La quinta Llave de Oro al Cante que recibió en 2005 reconoce su maestría. Hay en Fosforito, sin embargo, una creatividad no demasiado identificada que sienta, en parte, algunas de las bases del flamenco contemporáneo. El remate de la petenera que se interpreta hoy no es de la Niña de los Peines ni de Niño Medina, sino suyo. A partir del folclore pontanés y de un fandango del Niño de Cabra creó el llamado zángano de Puente Genil, que podría llevar su apellido. Armonizó una misa flamenca, construyó una forma nueva de soleá con un amplísimo arco melódico y dejó un sinfín de detalles personales en palos como la bambera, la farruca y las cantiñas. Es decir, fue artífice de su propio sello, pero tuvo el ingenio de modificar además arquitectura musical. También de apostar por nuevos talentos:
«En un espectáculo de Juan Valderrama, Ramón de Algeciras me dijo que tenía que escuchar a su hermano pequeño. Paco de Lucía era un fiera, tenía la mano caliente, salía y ya estaba como un león, pero se estaba formando todavía y no lo conocía nadie. Yo lo llevaba conmigo, porque era de la escuela de Niño Ricardo, pero se escapaba de eso. Vivía en la calle Estación número 17, en Madrid. Tendría unos 17 años cuando me lo presentaron. Después, entre 1969 y 1974, grabamos toda una antología. Es curioso, porque yo era un joven, más o menos, con bastante recorrido, y él un niño. Un niño que era un genio y que ya dejaba a la gente sorprendida en los teatros. Él se comía la guitarra y el público se lo comía a él».

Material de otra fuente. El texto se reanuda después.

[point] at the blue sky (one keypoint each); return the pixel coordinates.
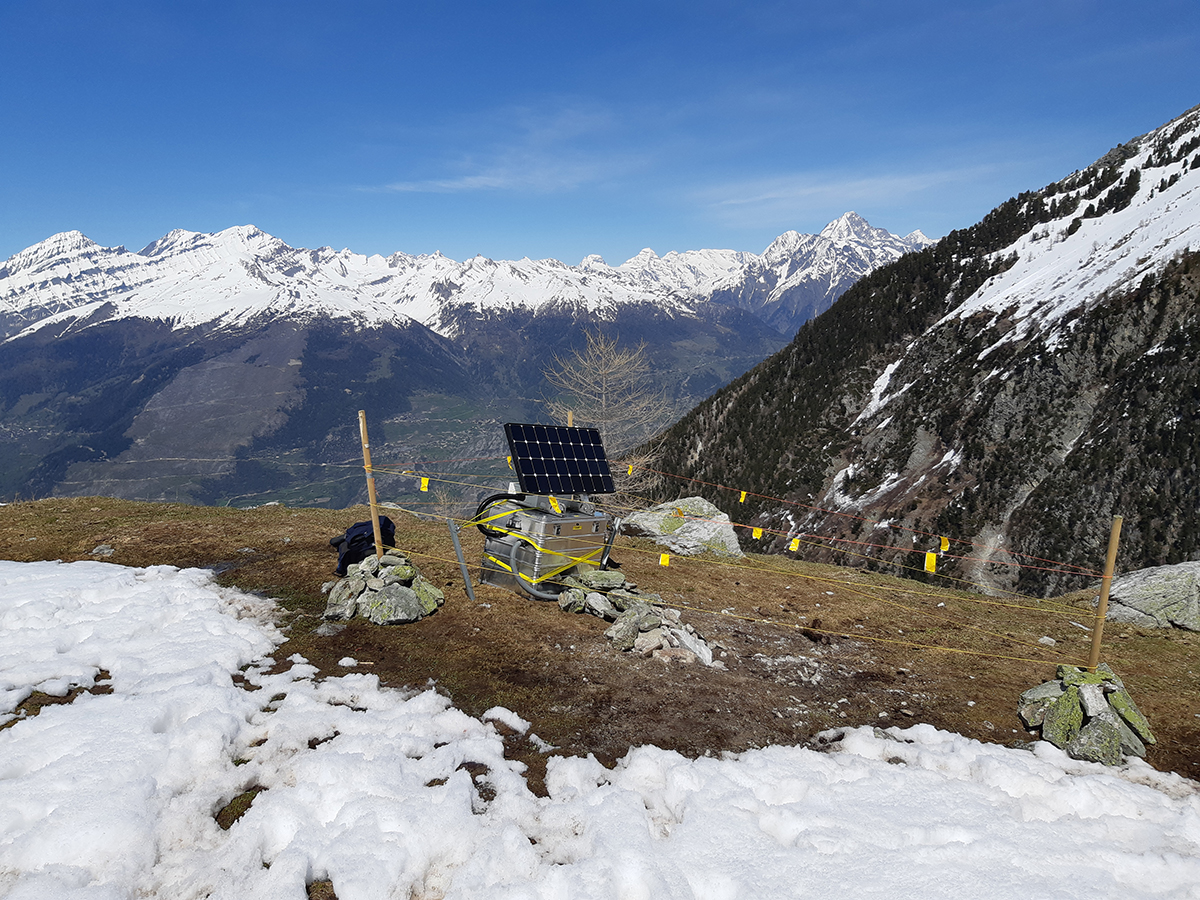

Fosforito ganó el respeto de gitanos y no gitanos. Cantó en solitario y para el baile de Manuela Vargas o María Rosa, entre tantas. Rodó películas y se casó pese a las reticencias que causaba un flamenco en aquella época. Todavía, varias décadas después de su retirada, le llevan álbumes a las puertas de sus conferencias para que los firme. «Reliquias», ríe él. Testigo y parte de un tiempo que se fue, su discurso es la única muestra de que aún no se ha ido. Tiene la sed de la verdad de la que hablaba María Zambrano, a quien cita. La voz hecha trizas y un rosario de certezas intactas entre los escombros.